The chalky smell of the fog machine drifted over the crowd as San Francisco-based band Deafheaven took the stage. “Come close, close, close,” said George Clarke, the band’s singer. He looked at the crowd with wide wild eyes and, extending his arms, made beckoning motions with his hands. The crowd began to chant along: “Close, close, close.”

Swans and Deafheaven, the final two acts of the night, both relied in part on volume. It is music felt in the ribcage and gut as much as it is heard. On the surface, it might seem that neither band plays dance music. But there was a significant mosh pit for metal-influenced Deafheaven. And something about the hypnotic high volume repetitions of Swans forced people to find a way to dance. With flailed arms, jerked shoulders, and strange jigs, people were moving. Some simply rocked back and forth heel to toe, seeming to be unaware that they were moving at all.

Deafheaven’s Clarke feigns the motions of a conductor, but the band seems like they would have no trouble playing the songs without his movements. In Swans, singer Michael Gira conducts the band, sometimes swinging the neck of his guitar, sometimes flapping his arms or jumping across the stage.

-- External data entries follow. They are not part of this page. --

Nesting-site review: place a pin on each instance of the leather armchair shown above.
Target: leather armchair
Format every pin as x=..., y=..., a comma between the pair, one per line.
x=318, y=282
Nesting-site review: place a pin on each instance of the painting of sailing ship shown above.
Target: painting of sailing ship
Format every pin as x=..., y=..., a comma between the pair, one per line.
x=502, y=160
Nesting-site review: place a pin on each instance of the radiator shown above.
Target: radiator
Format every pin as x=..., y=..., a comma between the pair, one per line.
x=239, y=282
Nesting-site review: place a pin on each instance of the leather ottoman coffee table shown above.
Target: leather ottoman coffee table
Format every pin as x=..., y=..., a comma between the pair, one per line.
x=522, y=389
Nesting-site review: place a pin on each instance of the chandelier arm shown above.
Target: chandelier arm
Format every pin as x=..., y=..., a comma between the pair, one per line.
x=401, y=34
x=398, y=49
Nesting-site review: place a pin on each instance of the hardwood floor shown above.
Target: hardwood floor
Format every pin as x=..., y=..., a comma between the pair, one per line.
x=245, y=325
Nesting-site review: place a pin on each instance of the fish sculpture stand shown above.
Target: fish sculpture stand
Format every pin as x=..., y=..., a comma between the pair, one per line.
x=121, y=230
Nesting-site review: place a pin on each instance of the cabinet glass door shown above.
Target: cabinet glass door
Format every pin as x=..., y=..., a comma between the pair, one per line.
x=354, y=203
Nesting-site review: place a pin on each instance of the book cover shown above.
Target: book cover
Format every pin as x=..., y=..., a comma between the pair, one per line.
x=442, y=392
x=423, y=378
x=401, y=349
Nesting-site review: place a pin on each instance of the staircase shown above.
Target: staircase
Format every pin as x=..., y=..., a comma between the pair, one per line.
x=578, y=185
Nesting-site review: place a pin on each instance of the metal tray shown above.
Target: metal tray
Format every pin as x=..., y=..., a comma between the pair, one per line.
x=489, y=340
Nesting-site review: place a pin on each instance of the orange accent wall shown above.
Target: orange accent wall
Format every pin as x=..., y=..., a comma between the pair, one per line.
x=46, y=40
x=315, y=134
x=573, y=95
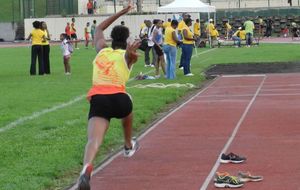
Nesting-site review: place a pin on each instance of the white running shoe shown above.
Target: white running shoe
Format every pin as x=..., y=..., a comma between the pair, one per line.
x=128, y=152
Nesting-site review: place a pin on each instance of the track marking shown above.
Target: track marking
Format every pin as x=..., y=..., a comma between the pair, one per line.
x=40, y=113
x=103, y=165
x=234, y=76
x=35, y=115
x=231, y=138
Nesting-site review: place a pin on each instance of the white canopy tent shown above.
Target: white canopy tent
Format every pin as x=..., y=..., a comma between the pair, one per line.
x=188, y=6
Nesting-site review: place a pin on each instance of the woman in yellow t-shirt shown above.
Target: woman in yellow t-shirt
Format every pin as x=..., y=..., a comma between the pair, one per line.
x=46, y=48
x=108, y=97
x=187, y=47
x=38, y=37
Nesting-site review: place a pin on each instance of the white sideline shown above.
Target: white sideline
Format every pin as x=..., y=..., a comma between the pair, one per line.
x=35, y=115
x=231, y=138
x=40, y=113
x=149, y=130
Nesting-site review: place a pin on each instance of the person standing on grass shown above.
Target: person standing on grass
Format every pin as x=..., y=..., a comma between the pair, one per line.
x=197, y=31
x=66, y=48
x=108, y=97
x=87, y=35
x=170, y=49
x=38, y=37
x=187, y=47
x=93, y=30
x=158, y=42
x=46, y=48
x=68, y=30
x=236, y=37
x=249, y=27
x=90, y=7
x=73, y=33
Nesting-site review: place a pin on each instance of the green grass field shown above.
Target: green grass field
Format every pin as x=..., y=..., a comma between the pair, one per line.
x=46, y=150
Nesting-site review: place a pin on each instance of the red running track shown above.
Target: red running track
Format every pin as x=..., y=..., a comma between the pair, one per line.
x=257, y=116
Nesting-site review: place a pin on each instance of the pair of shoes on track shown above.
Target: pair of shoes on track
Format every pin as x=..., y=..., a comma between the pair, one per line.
x=85, y=176
x=232, y=158
x=223, y=180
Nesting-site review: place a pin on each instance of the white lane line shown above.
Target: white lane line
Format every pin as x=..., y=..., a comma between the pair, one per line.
x=250, y=75
x=231, y=138
x=35, y=115
x=149, y=130
x=40, y=113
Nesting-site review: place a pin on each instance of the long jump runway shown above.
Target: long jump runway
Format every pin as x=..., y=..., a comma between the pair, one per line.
x=257, y=116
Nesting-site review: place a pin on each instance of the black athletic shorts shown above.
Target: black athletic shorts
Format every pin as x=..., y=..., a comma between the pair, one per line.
x=110, y=106
x=158, y=50
x=74, y=36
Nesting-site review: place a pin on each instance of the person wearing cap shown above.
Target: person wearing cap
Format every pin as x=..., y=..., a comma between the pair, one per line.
x=197, y=31
x=187, y=47
x=228, y=30
x=249, y=27
x=182, y=25
x=212, y=31
x=170, y=50
x=236, y=37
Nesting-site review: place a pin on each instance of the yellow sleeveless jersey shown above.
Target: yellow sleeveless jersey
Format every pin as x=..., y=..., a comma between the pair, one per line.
x=110, y=72
x=37, y=36
x=189, y=34
x=169, y=36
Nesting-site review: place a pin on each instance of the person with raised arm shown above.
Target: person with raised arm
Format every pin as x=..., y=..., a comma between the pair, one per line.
x=108, y=97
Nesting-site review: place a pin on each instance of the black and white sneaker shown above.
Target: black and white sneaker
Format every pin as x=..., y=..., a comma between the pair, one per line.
x=85, y=177
x=231, y=158
x=128, y=152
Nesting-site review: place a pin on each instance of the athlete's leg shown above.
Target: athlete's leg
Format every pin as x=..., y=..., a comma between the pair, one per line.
x=97, y=128
x=127, y=127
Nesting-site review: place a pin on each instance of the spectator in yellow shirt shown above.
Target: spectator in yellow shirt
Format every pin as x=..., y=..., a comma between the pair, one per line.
x=197, y=31
x=228, y=30
x=212, y=31
x=38, y=37
x=167, y=24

Deafheaven is a much younger band than Swans, who released their first recordings before the members of Deafheaven were born. But Swans played for over two hours, twice as long as Deafheaven. As the crowd wandered to the parking lot and up Front Street after the show, one man, who was much closer in age to the members of Deafheaven, said, “I thought that Swans was awesome, it’s just that I was so tired.”

Swans ended their set as they began—with a beat-less crescendo of earthshaking noise. Then the band gathered at the front of the stage for a triple bow. “Thank you very much. That’s it,” said Gira. But that wasn’t quite it—he asked the audience to visit the merchandise table, and they obliged.